Thursday, September 29, 2011

Seven years later...

Seven years ago I taught my first preschool class. A group of my peers, all with three-year-old children, started a home preschool. We were young. Bright-eyed. Eager. All first-time mommies. I think we opted for the official "Joy School" program designed by the Eyre's. I have fond memories of the experience, mostly because of dear friends.

But my memory of that time also holds a lot of unseen angst (unseen, that is, hopefully from my peers and co-preschool moms). At that time in my life, getting ready for preschool was a monumental chore. On a preschool morning when I was teaching, I stormed around the house, picking up, shoving clutter in closets, agonizing over the snack, organizing the craft supplies so that everything was exactly ready, wielding Madi's hair in perfect pigtail-buns, and stashing away Madi's "special" toys that I knew she wouldn't want to share. Stress comes to mind. Stress and ironically, not much joy.

By the time the children arrived, I glued a smile on my face. But inside I was exhausted from the self-imposed stress.

Seven years later (and half a world away)...I get a last shot at doing a preschool with my youngest child. This week I taught my first class.

On this last-first preschool morning, there was no sign of a storm. Not even a drizzle. I prepared the crafts at the last minute with stuff I had on hand (cotton ball clouds and puff ball catapillars as pictured below).


Toys littered the playroom. But hey, that's what a playroom is for, right? Snack was simple. And when the children arrived, I greeted them with a smile. Not glued on. I was actually happy to see them.

So why the change? I'm not sure. Maybe I could chalk it up to experience-I've since taught everything from preschool to college.
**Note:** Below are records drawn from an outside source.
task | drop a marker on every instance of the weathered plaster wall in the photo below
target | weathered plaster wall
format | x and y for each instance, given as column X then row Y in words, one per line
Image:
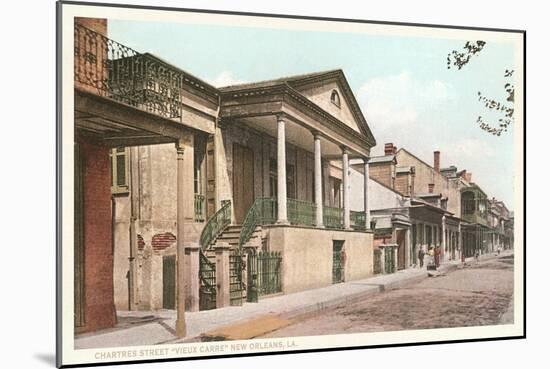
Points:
column 380, row 197
column 98, row 253
column 307, row 255
column 425, row 174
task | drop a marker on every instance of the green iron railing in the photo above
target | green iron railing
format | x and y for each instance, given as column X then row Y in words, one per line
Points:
column 216, row 224
column 207, row 280
column 301, row 212
column 333, row 217
column 262, row 211
column 357, row 220
column 264, row 274
column 199, row 208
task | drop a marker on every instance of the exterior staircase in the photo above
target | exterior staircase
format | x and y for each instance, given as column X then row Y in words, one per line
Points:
column 231, row 234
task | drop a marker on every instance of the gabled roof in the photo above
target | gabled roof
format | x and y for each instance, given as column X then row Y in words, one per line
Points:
column 304, row 79
column 381, row 159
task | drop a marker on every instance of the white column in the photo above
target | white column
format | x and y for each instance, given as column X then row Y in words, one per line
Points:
column 318, row 181
column 366, row 192
column 281, row 172
column 180, row 251
column 443, row 237
column 345, row 184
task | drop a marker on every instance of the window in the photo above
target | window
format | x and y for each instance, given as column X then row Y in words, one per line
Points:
column 272, row 177
column 335, row 98
column 119, row 170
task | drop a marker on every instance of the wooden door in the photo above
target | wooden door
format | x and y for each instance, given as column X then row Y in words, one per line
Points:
column 169, row 282
column 243, row 181
column 401, row 249
column 79, row 291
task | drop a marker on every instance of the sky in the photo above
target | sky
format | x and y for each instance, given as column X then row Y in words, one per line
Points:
column 402, row 84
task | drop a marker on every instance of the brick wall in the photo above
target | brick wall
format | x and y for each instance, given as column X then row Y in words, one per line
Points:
column 98, row 253
column 382, row 172
column 402, row 183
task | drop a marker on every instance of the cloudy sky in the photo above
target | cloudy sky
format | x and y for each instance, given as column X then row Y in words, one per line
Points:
column 402, row 84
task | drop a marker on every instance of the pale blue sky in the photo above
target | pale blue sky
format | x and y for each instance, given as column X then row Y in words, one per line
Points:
column 405, row 90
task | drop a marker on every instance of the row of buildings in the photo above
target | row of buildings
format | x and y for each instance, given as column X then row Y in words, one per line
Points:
column 197, row 196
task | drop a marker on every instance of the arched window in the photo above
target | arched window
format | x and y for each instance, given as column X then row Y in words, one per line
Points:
column 335, row 98
column 468, row 203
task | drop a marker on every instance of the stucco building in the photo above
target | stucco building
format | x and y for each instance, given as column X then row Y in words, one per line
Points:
column 179, row 183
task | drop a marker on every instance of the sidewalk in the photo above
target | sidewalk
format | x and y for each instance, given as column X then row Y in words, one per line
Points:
column 149, row 328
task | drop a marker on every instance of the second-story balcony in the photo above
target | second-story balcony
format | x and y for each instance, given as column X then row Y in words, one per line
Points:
column 110, row 69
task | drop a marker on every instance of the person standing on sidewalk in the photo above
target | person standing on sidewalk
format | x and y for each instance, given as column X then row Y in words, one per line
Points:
column 421, row 256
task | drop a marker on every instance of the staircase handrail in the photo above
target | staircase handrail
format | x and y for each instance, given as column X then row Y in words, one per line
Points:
column 262, row 211
column 216, row 224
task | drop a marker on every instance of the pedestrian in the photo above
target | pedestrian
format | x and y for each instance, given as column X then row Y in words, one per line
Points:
column 342, row 264
column 421, row 257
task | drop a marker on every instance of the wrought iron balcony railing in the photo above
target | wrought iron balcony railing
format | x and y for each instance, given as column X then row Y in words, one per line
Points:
column 357, row 220
column 199, row 208
column 113, row 70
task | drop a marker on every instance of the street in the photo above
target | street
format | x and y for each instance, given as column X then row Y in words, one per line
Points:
column 479, row 294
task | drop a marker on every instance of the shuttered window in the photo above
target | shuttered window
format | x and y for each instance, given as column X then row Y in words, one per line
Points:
column 119, row 170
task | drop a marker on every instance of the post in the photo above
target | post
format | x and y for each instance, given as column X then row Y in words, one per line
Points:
column 382, row 259
column 281, row 171
column 134, row 193
column 443, row 238
column 222, row 275
column 180, row 252
column 366, row 192
column 318, row 182
column 345, row 184
column 192, row 277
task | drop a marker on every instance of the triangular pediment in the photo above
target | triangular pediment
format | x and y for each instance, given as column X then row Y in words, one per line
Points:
column 320, row 87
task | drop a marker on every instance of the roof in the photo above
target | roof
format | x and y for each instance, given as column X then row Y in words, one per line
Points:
column 303, row 79
column 381, row 159
column 406, row 169
column 193, row 79
column 427, row 194
column 274, row 82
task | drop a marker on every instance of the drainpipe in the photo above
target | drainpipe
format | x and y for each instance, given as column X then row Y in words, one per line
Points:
column 132, row 285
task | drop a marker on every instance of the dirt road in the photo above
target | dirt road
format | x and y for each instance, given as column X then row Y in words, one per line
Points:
column 479, row 294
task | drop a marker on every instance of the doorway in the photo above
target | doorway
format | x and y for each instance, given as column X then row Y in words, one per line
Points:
column 169, row 282
column 401, row 252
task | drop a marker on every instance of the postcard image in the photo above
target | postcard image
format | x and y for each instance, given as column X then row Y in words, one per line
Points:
column 236, row 184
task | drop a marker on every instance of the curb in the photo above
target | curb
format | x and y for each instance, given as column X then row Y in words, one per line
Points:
column 309, row 310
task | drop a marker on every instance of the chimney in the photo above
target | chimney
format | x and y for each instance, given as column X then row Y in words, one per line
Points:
column 436, row 161
column 389, row 149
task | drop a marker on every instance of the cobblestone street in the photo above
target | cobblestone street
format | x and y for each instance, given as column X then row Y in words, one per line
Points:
column 479, row 294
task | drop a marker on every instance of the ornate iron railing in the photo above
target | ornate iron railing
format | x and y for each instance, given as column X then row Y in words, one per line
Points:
column 236, row 285
column 216, row 224
column 333, row 217
column 357, row 220
column 199, row 208
column 263, row 273
column 116, row 71
column 262, row 211
column 207, row 280
column 301, row 212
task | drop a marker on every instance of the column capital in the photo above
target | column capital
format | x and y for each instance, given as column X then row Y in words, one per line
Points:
column 179, row 147
column 281, row 117
column 316, row 134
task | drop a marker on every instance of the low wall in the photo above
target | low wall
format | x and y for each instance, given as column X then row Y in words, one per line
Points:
column 307, row 255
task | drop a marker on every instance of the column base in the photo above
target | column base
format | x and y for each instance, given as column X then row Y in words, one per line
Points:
column 180, row 328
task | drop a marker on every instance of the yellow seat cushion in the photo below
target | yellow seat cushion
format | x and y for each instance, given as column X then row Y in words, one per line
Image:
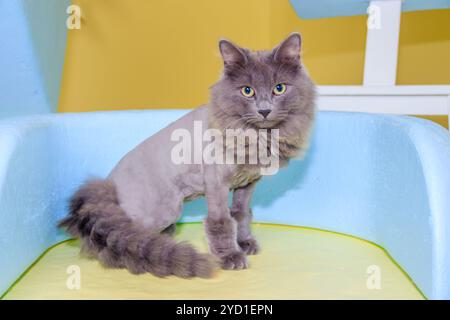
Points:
column 294, row 263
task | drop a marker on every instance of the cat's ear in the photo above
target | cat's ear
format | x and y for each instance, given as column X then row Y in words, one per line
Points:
column 231, row 54
column 289, row 49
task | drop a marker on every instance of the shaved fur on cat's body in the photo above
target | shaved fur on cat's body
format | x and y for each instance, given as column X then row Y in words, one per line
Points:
column 122, row 219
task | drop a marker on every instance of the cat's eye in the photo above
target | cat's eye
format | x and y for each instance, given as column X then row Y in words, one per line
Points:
column 279, row 89
column 247, row 91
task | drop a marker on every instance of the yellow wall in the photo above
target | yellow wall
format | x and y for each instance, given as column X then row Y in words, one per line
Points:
column 135, row 54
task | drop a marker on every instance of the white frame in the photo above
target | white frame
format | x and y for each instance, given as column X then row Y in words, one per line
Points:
column 379, row 94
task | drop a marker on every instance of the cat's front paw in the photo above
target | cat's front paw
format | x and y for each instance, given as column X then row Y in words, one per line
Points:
column 249, row 246
column 234, row 261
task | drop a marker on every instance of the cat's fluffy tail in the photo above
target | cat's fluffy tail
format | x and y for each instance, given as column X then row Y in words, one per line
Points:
column 109, row 234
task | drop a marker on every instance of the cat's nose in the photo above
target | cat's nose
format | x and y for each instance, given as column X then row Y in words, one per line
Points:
column 264, row 112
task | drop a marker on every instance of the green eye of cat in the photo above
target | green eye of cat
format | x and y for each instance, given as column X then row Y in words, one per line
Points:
column 247, row 92
column 279, row 89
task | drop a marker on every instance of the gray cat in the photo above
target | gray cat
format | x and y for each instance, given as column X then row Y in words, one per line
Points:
column 125, row 220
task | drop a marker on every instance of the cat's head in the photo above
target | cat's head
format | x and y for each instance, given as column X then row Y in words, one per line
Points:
column 261, row 88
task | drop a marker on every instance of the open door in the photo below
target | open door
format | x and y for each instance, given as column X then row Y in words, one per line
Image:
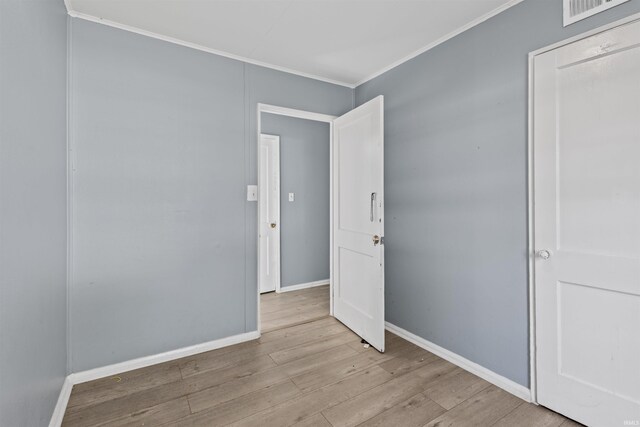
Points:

Or maybe I've adapted to the chaos of my own five children - so a preschool with four three-year-olds is no big deal. It could be that I know this is my last child, and therefore, my last home preschool. Or maybe I've just learned to let go of the need for perfection over non-important things. Whatever the reason, the day was delightful.

As I read "The Quiet Cricket" to the four children sitting cross-legged on the rug, I felt a deep sense of joy. They asked me to read the spittle bug page again and again...I read it four times in a row and they belly laughed each time.

So this is what home preschool can be! Seven years later, I'm finally enjoying the experience.

1 comment:

  1. Love it! It's amazing what time and perspective can do! You know now that time is limited, so enjoy every moment! Love your stories, Holly!